Given the fact that many new application development projects in the enterprise make use of containers, providers of the platform those applications are built and deployed on are anxious to show their container mettle.
At the Red Hat Summit 2016 conference Red Hat went all out to make the case for using its OpenShift platform-as-a-service (PaaS) environment to build and run Docker containers anywhere across the extended enterprise.
Specifically, Red Hat announced it is making available an instance of OpenShift that could be deployed on a notebook to provide developers with an application development environment that better replicates an instance of OpenShift running in a production environment. In addition, Red Hat is making available an OpenShift Labs environment designed to make it more cost-effective to develop Docker applications over an extended period of time.
On the IT operations side of the house, Red Hat announced it has created a way to provide Docker containers with access to persistent storage by deploying Red Hat Gluster Storage as a Docker container. Joe Fitzgerald, vice president of management for Red Hat, says that approach eliminates the need to create a separate cluster to create stateful applications using Docker.
Finally, Red Hat announced that Red Hat Insights, a predictive analytics tools optimized for IT operations, can now provide workflow analysis into Docker container environments.

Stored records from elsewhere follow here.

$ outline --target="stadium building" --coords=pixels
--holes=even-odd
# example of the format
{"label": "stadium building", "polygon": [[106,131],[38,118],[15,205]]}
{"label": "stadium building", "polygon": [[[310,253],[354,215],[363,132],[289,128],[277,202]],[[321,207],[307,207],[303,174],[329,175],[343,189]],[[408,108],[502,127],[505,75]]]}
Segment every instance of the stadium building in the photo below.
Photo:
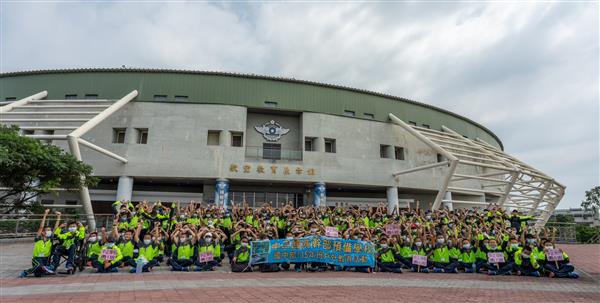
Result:
{"label": "stadium building", "polygon": [[94,167],[94,188],[45,204],[106,213],[115,199],[389,209],[497,203],[543,225],[565,187],[466,117],[367,90],[152,69],[0,74],[0,123]]}

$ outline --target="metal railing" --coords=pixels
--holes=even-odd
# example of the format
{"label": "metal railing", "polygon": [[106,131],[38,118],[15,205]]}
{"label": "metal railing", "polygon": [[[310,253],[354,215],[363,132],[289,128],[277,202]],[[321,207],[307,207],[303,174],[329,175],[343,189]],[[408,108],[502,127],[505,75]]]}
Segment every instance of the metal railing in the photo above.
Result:
{"label": "metal railing", "polygon": [[[95,214],[96,228],[112,228],[114,220],[113,214]],[[42,221],[41,214],[1,214],[0,215],[0,239],[33,237],[37,233]],[[61,223],[71,221],[80,221],[83,225],[88,225],[85,214],[63,214],[60,217]],[[46,226],[54,228],[56,215],[49,214],[46,218]]]}
{"label": "metal railing", "polygon": [[550,233],[550,237],[553,230],[556,229],[555,237],[557,243],[577,243],[577,223],[572,222],[547,222],[546,228]]}
{"label": "metal railing", "polygon": [[302,150],[274,149],[262,146],[246,146],[246,158],[267,160],[302,160]]}

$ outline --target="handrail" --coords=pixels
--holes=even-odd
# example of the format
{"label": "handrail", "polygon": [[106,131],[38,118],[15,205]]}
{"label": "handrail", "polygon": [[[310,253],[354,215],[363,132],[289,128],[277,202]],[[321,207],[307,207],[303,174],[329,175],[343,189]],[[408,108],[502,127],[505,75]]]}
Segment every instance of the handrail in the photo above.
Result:
{"label": "handrail", "polygon": [[39,100],[39,99],[46,98],[46,96],[48,96],[48,91],[41,91],[41,92],[39,92],[39,93],[37,93],[35,95],[31,95],[31,96],[25,97],[25,98],[23,98],[21,100],[18,100],[18,101],[15,101],[15,102],[11,102],[11,103],[9,103],[7,105],[4,105],[4,106],[0,106],[0,114],[6,113],[9,110],[11,110],[11,109],[13,109],[13,108],[15,108],[17,106],[25,105],[29,101]]}

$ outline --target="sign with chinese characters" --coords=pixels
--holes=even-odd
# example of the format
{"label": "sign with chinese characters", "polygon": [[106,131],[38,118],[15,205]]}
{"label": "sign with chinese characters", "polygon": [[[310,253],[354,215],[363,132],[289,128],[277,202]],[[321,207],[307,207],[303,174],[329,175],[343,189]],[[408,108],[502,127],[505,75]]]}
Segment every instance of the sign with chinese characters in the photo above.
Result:
{"label": "sign with chinese characters", "polygon": [[250,254],[252,264],[323,262],[339,266],[375,266],[373,243],[320,236],[253,241]]}
{"label": "sign with chinese characters", "polygon": [[427,266],[427,256],[413,255],[412,264],[419,266]]}
{"label": "sign with chinese characters", "polygon": [[385,234],[388,236],[396,236],[400,234],[399,224],[387,224],[385,226]]}
{"label": "sign with chinese characters", "polygon": [[100,257],[104,261],[112,261],[117,257],[117,250],[116,249],[103,249],[100,252]]}
{"label": "sign with chinese characters", "polygon": [[200,261],[200,263],[210,262],[214,259],[215,258],[213,256],[213,254],[210,252],[203,252],[198,255],[198,261]]}
{"label": "sign with chinese characters", "polygon": [[335,226],[325,226],[325,235],[331,238],[339,237],[338,229]]}
{"label": "sign with chinese characters", "polygon": [[271,175],[283,175],[283,176],[315,176],[317,174],[316,168],[304,168],[302,166],[294,165],[267,165],[267,164],[229,164],[230,173],[242,173],[242,174],[271,174]]}
{"label": "sign with chinese characters", "polygon": [[278,141],[281,139],[281,136],[290,132],[289,128],[283,128],[278,122],[275,120],[271,120],[269,122],[263,123],[263,125],[255,126],[257,132],[261,133],[267,141]]}
{"label": "sign with chinese characters", "polygon": [[564,259],[560,249],[548,249],[546,251],[546,258],[548,261],[562,261]]}
{"label": "sign with chinese characters", "polygon": [[504,253],[489,252],[487,253],[488,262],[492,264],[504,263]]}

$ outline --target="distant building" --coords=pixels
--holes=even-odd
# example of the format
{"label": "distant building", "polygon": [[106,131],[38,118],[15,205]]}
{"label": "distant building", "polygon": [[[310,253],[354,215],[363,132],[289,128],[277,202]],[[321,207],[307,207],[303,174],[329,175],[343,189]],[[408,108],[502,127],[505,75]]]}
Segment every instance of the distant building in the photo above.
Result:
{"label": "distant building", "polygon": [[575,223],[585,224],[589,226],[600,226],[600,212],[594,212],[592,209],[579,208],[568,208],[568,209],[556,209],[552,213],[550,221],[556,217],[556,215],[571,215],[575,218]]}

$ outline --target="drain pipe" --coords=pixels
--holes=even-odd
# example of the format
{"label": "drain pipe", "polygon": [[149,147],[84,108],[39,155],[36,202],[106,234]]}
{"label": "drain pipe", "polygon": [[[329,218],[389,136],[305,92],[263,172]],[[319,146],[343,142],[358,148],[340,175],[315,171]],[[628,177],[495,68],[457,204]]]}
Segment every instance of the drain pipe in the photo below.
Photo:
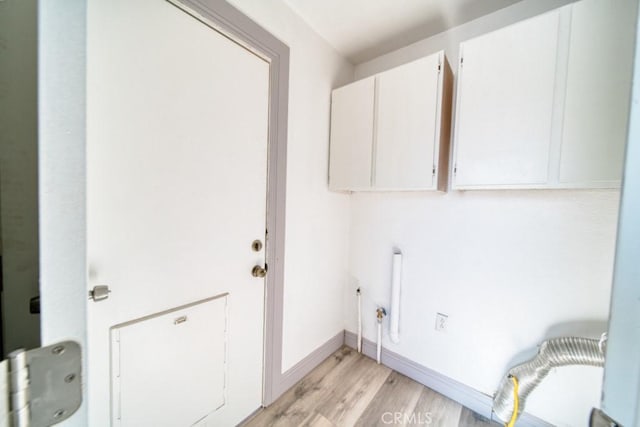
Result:
{"label": "drain pipe", "polygon": [[[529,394],[545,379],[551,369],[570,365],[604,366],[603,339],[598,341],[562,337],[544,341],[533,359],[514,366],[504,376],[493,398],[493,412],[504,422],[508,422],[512,417],[515,417],[515,421],[524,411],[525,400]],[[514,396],[516,384],[518,399]],[[519,400],[517,406],[516,400]]]}
{"label": "drain pipe", "polygon": [[358,296],[358,353],[362,353],[362,293],[360,288],[356,289],[356,295]]}
{"label": "drain pipe", "polygon": [[387,315],[383,307],[376,309],[376,318],[378,319],[378,347],[376,349],[376,361],[380,364],[380,353],[382,351],[382,318]]}

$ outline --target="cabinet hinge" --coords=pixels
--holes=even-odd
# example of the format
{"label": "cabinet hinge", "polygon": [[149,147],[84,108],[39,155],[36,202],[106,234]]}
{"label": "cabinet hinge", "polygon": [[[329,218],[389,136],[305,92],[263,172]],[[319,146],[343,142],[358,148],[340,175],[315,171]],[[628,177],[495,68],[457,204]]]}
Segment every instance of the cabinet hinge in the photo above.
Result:
{"label": "cabinet hinge", "polygon": [[438,64],[438,72],[440,72],[441,69],[442,69],[442,65]]}
{"label": "cabinet hinge", "polygon": [[453,165],[453,174],[458,173],[458,165]]}
{"label": "cabinet hinge", "polygon": [[[0,362],[0,425],[44,427],[73,415],[82,403],[80,345],[64,341],[16,350]],[[6,422],[6,424],[5,424]]]}
{"label": "cabinet hinge", "polygon": [[464,57],[460,57],[460,65],[464,64]]}
{"label": "cabinet hinge", "polygon": [[433,166],[433,168],[431,169],[431,174],[432,174],[432,175],[435,175],[435,174],[436,174],[436,167],[435,167],[435,166]]}

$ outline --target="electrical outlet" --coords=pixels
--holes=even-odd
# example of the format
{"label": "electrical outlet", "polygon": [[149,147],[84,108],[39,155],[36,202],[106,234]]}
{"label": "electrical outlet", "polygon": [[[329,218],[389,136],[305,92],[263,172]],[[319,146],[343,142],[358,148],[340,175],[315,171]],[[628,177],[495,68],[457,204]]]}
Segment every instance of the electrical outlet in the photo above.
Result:
{"label": "electrical outlet", "polygon": [[446,314],[436,313],[436,331],[446,332],[448,320],[449,316]]}

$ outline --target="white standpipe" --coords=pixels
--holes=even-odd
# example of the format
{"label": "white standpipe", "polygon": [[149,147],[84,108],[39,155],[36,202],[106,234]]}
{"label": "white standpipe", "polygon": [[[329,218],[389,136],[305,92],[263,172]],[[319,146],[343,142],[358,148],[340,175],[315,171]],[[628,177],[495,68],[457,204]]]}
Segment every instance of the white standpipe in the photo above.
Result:
{"label": "white standpipe", "polygon": [[362,294],[360,288],[356,291],[358,295],[358,353],[362,353]]}
{"label": "white standpipe", "polygon": [[393,254],[391,273],[391,313],[389,313],[389,338],[391,342],[400,342],[400,285],[402,278],[402,253]]}
{"label": "white standpipe", "polygon": [[387,315],[387,312],[382,307],[376,309],[376,318],[378,319],[378,341],[376,348],[376,361],[380,364],[380,353],[382,352],[382,318]]}

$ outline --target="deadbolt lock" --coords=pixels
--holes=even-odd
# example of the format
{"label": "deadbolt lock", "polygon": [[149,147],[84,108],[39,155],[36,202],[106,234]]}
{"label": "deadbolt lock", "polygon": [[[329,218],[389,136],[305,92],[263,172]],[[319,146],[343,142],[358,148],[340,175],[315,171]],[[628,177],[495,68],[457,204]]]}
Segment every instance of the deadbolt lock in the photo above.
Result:
{"label": "deadbolt lock", "polygon": [[260,252],[262,250],[262,242],[260,240],[254,240],[253,243],[251,243],[251,249],[253,249],[254,252]]}

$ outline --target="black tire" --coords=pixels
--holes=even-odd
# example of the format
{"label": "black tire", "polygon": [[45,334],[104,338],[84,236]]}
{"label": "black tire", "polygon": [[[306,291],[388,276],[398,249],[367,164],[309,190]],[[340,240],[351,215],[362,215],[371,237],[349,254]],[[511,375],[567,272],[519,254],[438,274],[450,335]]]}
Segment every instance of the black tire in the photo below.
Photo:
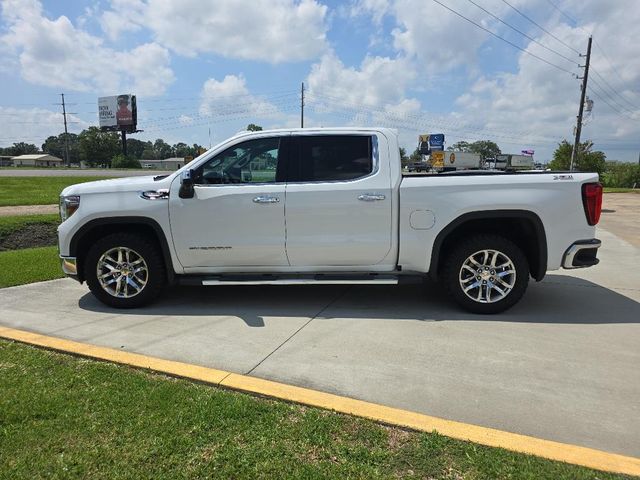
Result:
{"label": "black tire", "polygon": [[[500,256],[498,258],[500,260],[496,263],[501,262],[500,264],[504,264],[506,257],[515,267],[515,278],[508,273],[512,271],[510,266],[502,267],[500,271],[489,270],[482,273],[477,270],[476,273],[471,273],[468,268],[464,267],[467,259],[484,250],[499,252]],[[484,255],[480,254],[479,258],[484,258]],[[485,265],[482,261],[480,263]],[[490,261],[486,265],[489,269],[491,268]],[[474,268],[476,267],[474,266]],[[492,274],[491,272],[494,273]],[[502,274],[504,274],[504,277],[501,277]],[[493,276],[485,278],[484,275]],[[507,292],[502,298],[499,298],[501,294],[497,289],[491,288],[491,285],[493,285],[491,279],[496,277],[500,277],[500,280],[494,280],[493,283],[502,291]],[[524,252],[511,240],[499,235],[478,234],[462,240],[453,247],[453,250],[445,258],[441,279],[447,293],[465,310],[480,314],[500,313],[518,303],[527,290],[527,285],[529,284],[529,262]],[[503,284],[498,283],[499,281],[505,281],[505,283],[512,285],[512,288],[505,288]],[[462,283],[464,282],[467,282],[465,286],[468,285],[467,288],[470,288],[469,295],[463,289]],[[472,288],[472,285],[478,285],[478,282],[480,285]],[[476,297],[477,292],[480,292],[478,296],[482,297],[480,301],[471,298],[471,296]],[[495,300],[496,297],[498,297],[497,300]],[[487,302],[487,298],[491,302]]]}
{"label": "black tire", "polygon": [[[146,280],[146,284],[140,288],[139,292],[135,293],[133,287],[125,285],[125,288],[130,288],[131,290],[129,294],[132,294],[132,296],[128,297],[114,296],[114,294],[106,290],[106,288],[114,287],[103,288],[98,280],[98,262],[100,258],[103,254],[118,247],[130,249],[133,254],[144,260],[147,267],[143,277],[143,280]],[[137,259],[137,257],[135,258]],[[155,242],[143,235],[125,232],[114,233],[101,238],[89,249],[84,261],[84,277],[89,289],[98,300],[105,305],[116,308],[136,308],[147,305],[162,292],[167,278],[162,254]],[[136,285],[142,285],[142,282],[137,278],[133,277],[132,279],[138,281]]]}

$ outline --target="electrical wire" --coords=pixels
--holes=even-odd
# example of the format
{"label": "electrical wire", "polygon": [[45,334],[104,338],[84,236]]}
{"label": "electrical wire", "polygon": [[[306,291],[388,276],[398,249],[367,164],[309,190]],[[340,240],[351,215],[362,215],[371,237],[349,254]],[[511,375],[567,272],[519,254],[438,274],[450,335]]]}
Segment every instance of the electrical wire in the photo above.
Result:
{"label": "electrical wire", "polygon": [[[563,71],[563,72],[566,72],[566,73],[568,73],[569,75],[575,75],[575,73],[574,73],[574,72],[572,72],[572,71],[570,71],[570,70],[567,70],[566,68],[563,68],[563,67],[561,67],[560,65],[557,65],[557,64],[555,64],[555,63],[553,63],[553,62],[550,62],[549,60],[546,60],[546,59],[544,59],[544,58],[542,58],[542,57],[540,57],[540,56],[536,55],[535,53],[531,53],[531,52],[530,52],[530,51],[528,51],[527,49],[522,48],[521,46],[519,46],[519,45],[517,45],[517,44],[515,44],[515,43],[513,43],[513,42],[511,42],[511,41],[509,41],[509,40],[507,40],[507,39],[506,39],[506,38],[504,38],[504,37],[501,37],[501,36],[500,36],[500,35],[498,35],[497,33],[492,32],[492,31],[491,31],[491,30],[489,30],[488,28],[483,27],[483,26],[482,26],[482,25],[480,25],[479,23],[474,22],[474,21],[473,21],[473,20],[471,20],[470,18],[465,17],[465,16],[464,16],[463,14],[461,14],[460,12],[458,12],[458,11],[454,10],[453,8],[451,8],[451,7],[447,6],[447,5],[445,5],[445,4],[444,4],[444,3],[442,3],[440,0],[433,0],[433,1],[434,1],[435,3],[437,3],[438,5],[441,5],[442,7],[446,8],[446,9],[447,9],[447,10],[449,10],[450,12],[454,13],[455,15],[459,16],[460,18],[462,18],[462,19],[466,20],[467,22],[469,22],[469,23],[471,23],[471,24],[475,25],[475,26],[476,26],[476,27],[478,27],[479,29],[484,30],[484,31],[485,31],[485,32],[487,32],[488,34],[493,35],[494,37],[496,37],[496,38],[497,38],[497,39],[499,39],[499,40],[502,40],[502,41],[503,41],[503,42],[505,42],[505,43],[508,43],[508,44],[509,44],[509,45],[511,45],[512,47],[517,48],[518,50],[520,50],[520,51],[522,51],[522,52],[526,53],[527,55],[530,55],[530,56],[532,56],[532,57],[534,57],[534,58],[537,58],[537,59],[538,59],[538,60],[540,60],[541,62],[544,62],[544,63],[546,63],[547,65],[550,65],[550,66],[552,66],[552,67],[554,67],[554,68],[556,68],[556,69],[558,69],[558,70],[561,70],[561,71]],[[504,1],[504,0],[503,0],[503,1]],[[578,52],[578,53],[579,53],[579,52]]]}
{"label": "electrical wire", "polygon": [[538,27],[540,30],[542,30],[544,33],[546,33],[547,35],[549,35],[551,38],[554,38],[557,42],[561,43],[562,45],[564,45],[565,47],[567,47],[569,50],[573,50],[575,53],[577,53],[578,55],[581,55],[581,53],[576,50],[575,48],[573,48],[571,45],[569,45],[568,43],[565,43],[563,40],[560,40],[558,37],[556,37],[553,33],[551,33],[549,30],[547,30],[546,28],[544,28],[542,25],[540,25],[539,23],[537,23],[535,20],[533,20],[532,18],[530,18],[527,14],[521,12],[520,10],[518,10],[516,7],[514,7],[513,5],[511,5],[509,2],[507,2],[507,0],[502,0],[503,3],[507,4],[509,7],[511,7],[513,10],[515,10],[516,12],[518,12],[521,16],[523,16],[524,18],[526,18],[529,22],[533,23],[536,27]]}
{"label": "electrical wire", "polygon": [[507,27],[509,27],[511,30],[513,30],[514,32],[519,33],[520,35],[522,35],[523,37],[531,40],[533,43],[535,43],[536,45],[541,46],[542,48],[544,48],[545,50],[548,50],[551,53],[555,53],[556,55],[558,55],[559,57],[562,57],[563,59],[571,62],[571,63],[576,63],[576,60],[573,58],[569,58],[566,55],[561,54],[560,52],[547,47],[546,45],[540,43],[538,40],[536,40],[535,38],[533,38],[532,36],[524,33],[523,31],[519,30],[518,28],[514,27],[513,25],[511,25],[508,22],[505,22],[504,20],[502,20],[500,17],[498,17],[497,15],[491,13],[489,10],[487,10],[486,8],[484,8],[482,5],[477,4],[476,2],[474,2],[473,0],[467,0],[469,3],[472,3],[473,5],[475,5],[476,7],[478,7],[480,10],[482,10],[483,12],[487,13],[488,15],[490,15],[491,17],[495,18],[496,20],[498,20],[500,23],[502,23],[503,25],[506,25]]}

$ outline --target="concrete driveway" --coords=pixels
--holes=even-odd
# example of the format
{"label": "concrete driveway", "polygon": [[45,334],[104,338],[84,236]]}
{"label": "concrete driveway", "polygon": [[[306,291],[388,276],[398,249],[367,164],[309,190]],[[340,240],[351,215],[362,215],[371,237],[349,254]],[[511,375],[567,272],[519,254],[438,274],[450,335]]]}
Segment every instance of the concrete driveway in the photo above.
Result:
{"label": "concrete driveway", "polygon": [[499,316],[437,285],[176,288],[117,311],[63,279],[0,290],[0,324],[640,457],[640,251],[532,283]]}

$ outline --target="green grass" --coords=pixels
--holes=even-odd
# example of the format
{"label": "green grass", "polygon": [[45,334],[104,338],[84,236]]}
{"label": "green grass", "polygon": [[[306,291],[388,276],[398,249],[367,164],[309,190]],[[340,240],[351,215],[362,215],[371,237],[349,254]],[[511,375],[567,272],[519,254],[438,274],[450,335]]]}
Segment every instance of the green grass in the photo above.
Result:
{"label": "green grass", "polygon": [[0,341],[0,479],[624,478]]}
{"label": "green grass", "polygon": [[[62,278],[58,247],[0,252],[0,288]],[[1,425],[0,425],[1,428]]]}
{"label": "green grass", "polygon": [[0,177],[0,207],[9,205],[51,205],[60,192],[76,183],[109,177]]}
{"label": "green grass", "polygon": [[0,217],[0,238],[34,223],[60,223],[60,215],[8,215]]}
{"label": "green grass", "polygon": [[604,187],[604,193],[640,193],[640,188]]}

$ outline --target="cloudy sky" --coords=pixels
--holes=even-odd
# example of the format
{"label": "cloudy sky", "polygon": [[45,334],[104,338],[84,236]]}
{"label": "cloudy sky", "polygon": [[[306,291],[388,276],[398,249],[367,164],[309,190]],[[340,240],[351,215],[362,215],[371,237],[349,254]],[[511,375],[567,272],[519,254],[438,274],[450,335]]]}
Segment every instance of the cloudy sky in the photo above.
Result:
{"label": "cloudy sky", "polygon": [[[0,146],[97,124],[138,96],[139,139],[209,145],[267,128],[380,125],[491,139],[549,159],[571,138],[594,36],[583,139],[640,153],[638,0],[2,0]],[[473,23],[465,20],[465,16]],[[498,38],[501,37],[501,38]]]}

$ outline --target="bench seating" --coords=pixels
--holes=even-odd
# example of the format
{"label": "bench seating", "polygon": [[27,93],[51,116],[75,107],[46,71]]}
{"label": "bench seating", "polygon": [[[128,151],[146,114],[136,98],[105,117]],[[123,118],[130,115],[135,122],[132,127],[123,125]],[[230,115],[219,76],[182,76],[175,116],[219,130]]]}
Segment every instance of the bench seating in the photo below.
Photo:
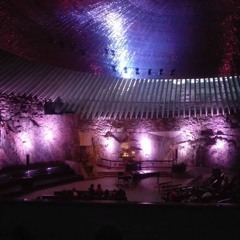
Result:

The core Red Hat platform for running containers, formerly known as OpenShift Enterprise, has been rechristened Red Hat OpenShift Container Platform. Fitzgerald says the platform can be deployed on a public cloud, a private cloud, on top of a virtual machine or on a bare-metal server to provide IT organizations with a consistent IT environment regardless of where Docker containers are deployed. Core to that environment is an instance of the open source Kubernetes container management platform that Red Hat has standardized on. The overall OpenShift environment itself is then managed using Red Hat CloudForms management software and the Red Hat Ansible IT automation framework.
For all intents and purposes, Red Hat has combined all the attributes of PaaS with a container-as-a-service (CaaS) platform, thereby eliminating the need to deploy a separate framework just to support Docker applications. In fact, Fitzgerald says that OpenShift’s capabilities now extend well beyond the original definition of a PaaS. In addition, Red Hat makes it possible to deploy its open source JBoss application server as a container running on top of OpenShift. The end result is a much more integrated approach to deploying legacy and cloud-native applications on the same platform, Fitzgerald notes.
While Red Hat has embraced Docker containers, just about everything it is doing above and around the container differs from the platform approach being pursued by Docker Inc. Fitzgerald contends that in the fullness of time, a need to deploy Docker applications within the context of a larger enterprise environment combined with industry support for Kubernetes will tip the balance in favor of Red Hat.
It’s too early to say how the container platform wars will play out. But it’s clear that a contest for control over the future of cloud native applications built using containers is now well underway.